Abstract

Consequences of an improved formulation, proposed in an earlier paper, for the N(H2)/I(CO) conversion factor are examined. That formulation quantified the statement that the velocity-integrated radiation temperature of the 12CO J= 1 0 line, I(12CO), ‘counts’ optically thick clumps. The clump effective optical depth was approximated as a power law of the clump's optical depth on its central sightline; the power-law index, e, had values between zero and unity. Assuming virialization of the clumps yielded an expression for the N(H2)/I(CO) conversion factor, or X-factor, whose dependence on physical parameters like density and temperature was ‘softened’ by power-law indices of less than unity that depend on the parameter e. One important suggestion of this formulation is that virialization of entire clouds is irrelevant. The densities required to give reasonable values of Xf are consistent with those found in cloud clumps (i.e. ∼103 H2 cm−3). Thus virialization of clumps, rather than of entire clouds, is consistent with the observed values of Xf. And even virialization of clumps is not strictly required; only a relationship between clump velocity width and column density similar to that of virialization can still yield reasonable values of the X-factor. The underlying physics is now at the scale of cloud clumps, implying that the X-factor can probe subcloud structure. The properties of real clumps in real molecular clouds can be used to estimate the X-factor within these clouds and then be compared with the observationally determined X-factor. This yields X-factor values that are within a factor of 2 of the observed values. This is acceptable for the first attempt, but reducing this discrepancy will require improving the formulation.

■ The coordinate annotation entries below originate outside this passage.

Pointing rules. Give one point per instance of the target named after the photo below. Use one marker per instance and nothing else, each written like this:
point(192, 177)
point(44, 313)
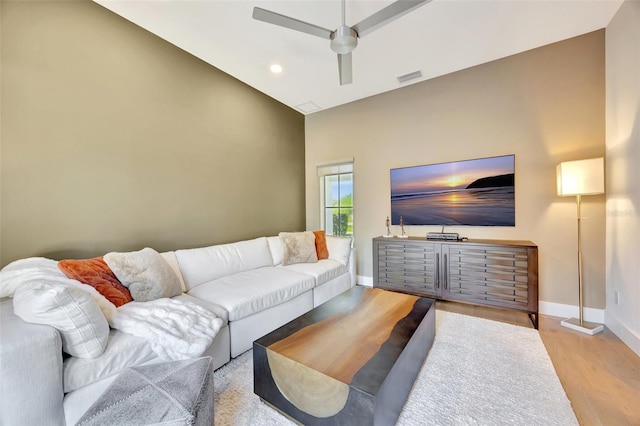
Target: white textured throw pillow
point(73, 312)
point(145, 273)
point(339, 248)
point(299, 247)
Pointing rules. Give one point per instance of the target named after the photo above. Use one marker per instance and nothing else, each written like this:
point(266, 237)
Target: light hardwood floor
point(600, 374)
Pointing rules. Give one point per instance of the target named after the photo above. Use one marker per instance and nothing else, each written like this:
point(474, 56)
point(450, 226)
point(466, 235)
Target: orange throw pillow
point(96, 273)
point(321, 245)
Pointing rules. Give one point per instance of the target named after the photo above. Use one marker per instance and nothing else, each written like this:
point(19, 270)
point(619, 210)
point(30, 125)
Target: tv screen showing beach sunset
point(477, 192)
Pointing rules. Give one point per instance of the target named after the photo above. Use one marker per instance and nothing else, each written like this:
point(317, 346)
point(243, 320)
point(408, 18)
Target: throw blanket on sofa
point(176, 330)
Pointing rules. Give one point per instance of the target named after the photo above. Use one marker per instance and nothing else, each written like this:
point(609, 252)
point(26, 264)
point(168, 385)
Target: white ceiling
point(438, 38)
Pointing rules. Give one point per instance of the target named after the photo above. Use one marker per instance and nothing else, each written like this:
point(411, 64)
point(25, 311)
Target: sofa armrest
point(352, 266)
point(31, 389)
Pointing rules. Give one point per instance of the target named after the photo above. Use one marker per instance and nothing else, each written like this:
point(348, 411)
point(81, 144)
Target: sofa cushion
point(276, 247)
point(30, 373)
point(323, 270)
point(123, 350)
point(201, 265)
point(217, 310)
point(96, 273)
point(299, 247)
point(145, 273)
point(170, 257)
point(248, 292)
point(74, 313)
point(339, 248)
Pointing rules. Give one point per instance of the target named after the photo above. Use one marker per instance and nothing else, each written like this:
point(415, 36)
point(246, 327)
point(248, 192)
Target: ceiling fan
point(344, 39)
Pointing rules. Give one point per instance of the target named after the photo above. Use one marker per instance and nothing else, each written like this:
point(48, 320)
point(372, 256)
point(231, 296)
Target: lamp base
point(586, 327)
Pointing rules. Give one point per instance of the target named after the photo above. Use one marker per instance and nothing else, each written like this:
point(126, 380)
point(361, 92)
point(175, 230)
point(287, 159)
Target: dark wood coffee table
point(352, 360)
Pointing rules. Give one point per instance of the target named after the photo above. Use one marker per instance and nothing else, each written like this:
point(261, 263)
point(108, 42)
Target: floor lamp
point(582, 177)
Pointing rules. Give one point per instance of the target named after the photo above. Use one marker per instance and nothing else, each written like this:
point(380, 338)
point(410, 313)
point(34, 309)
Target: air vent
point(307, 107)
point(409, 77)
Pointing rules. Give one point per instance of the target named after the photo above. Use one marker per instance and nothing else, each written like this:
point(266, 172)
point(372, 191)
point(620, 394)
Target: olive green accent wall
point(545, 106)
point(114, 139)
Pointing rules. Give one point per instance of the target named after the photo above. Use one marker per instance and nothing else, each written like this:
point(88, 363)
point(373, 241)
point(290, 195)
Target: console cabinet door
point(487, 275)
point(410, 267)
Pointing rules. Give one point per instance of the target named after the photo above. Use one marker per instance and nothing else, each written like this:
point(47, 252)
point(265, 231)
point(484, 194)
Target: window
point(336, 197)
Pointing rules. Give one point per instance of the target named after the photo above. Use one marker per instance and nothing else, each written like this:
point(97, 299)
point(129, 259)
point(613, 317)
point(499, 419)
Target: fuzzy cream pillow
point(145, 273)
point(299, 247)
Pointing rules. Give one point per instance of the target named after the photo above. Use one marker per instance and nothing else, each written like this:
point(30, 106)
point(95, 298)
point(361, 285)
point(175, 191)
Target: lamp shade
point(582, 177)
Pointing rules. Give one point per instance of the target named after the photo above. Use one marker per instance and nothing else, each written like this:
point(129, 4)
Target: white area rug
point(478, 372)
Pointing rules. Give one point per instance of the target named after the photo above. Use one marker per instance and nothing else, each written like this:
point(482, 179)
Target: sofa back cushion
point(74, 313)
point(204, 264)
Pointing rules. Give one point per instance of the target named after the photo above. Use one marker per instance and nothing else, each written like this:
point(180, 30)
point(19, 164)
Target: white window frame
point(334, 168)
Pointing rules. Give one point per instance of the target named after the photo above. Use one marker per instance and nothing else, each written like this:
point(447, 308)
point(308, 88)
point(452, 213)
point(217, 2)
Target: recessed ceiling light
point(276, 69)
point(308, 107)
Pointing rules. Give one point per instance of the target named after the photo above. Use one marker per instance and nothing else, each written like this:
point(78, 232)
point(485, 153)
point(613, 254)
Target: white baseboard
point(365, 281)
point(570, 311)
point(546, 308)
point(629, 337)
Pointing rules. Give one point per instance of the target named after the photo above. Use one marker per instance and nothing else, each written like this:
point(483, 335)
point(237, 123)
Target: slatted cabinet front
point(409, 267)
point(495, 273)
point(488, 275)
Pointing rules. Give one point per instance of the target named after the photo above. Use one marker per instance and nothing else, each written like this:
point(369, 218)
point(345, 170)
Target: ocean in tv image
point(476, 192)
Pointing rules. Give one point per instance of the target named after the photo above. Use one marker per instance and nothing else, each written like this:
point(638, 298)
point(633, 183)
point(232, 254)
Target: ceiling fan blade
point(344, 69)
point(386, 15)
point(291, 23)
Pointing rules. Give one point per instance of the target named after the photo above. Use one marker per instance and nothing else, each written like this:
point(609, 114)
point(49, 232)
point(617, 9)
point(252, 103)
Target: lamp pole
point(580, 288)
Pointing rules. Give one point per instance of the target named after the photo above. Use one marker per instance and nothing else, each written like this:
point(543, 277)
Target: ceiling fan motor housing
point(344, 40)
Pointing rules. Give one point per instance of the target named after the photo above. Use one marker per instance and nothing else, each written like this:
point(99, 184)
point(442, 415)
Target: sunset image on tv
point(477, 192)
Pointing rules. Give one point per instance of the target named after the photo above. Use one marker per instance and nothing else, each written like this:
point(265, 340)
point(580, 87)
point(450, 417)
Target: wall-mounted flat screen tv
point(478, 192)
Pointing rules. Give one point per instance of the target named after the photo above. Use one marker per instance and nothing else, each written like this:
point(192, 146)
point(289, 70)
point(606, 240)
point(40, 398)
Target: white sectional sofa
point(244, 284)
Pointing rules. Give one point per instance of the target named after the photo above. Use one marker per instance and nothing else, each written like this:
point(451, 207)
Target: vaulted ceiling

While this formulation improves upon the earlier explanation given about 20 yr ago, it has shortcomings of its own. These include uncertainties as to why e seems to be constant from cloud to cloud, uncertainties in defining the average clump density and neglecting certain complications, such as non-local thermodynamic equilibrium effects, magnetic fields, turbulence, etc. Despite these shortcomings, the proposed formulation represents the first major improvement in understanding the X-factor because it is the first formulation to include radiative transfer.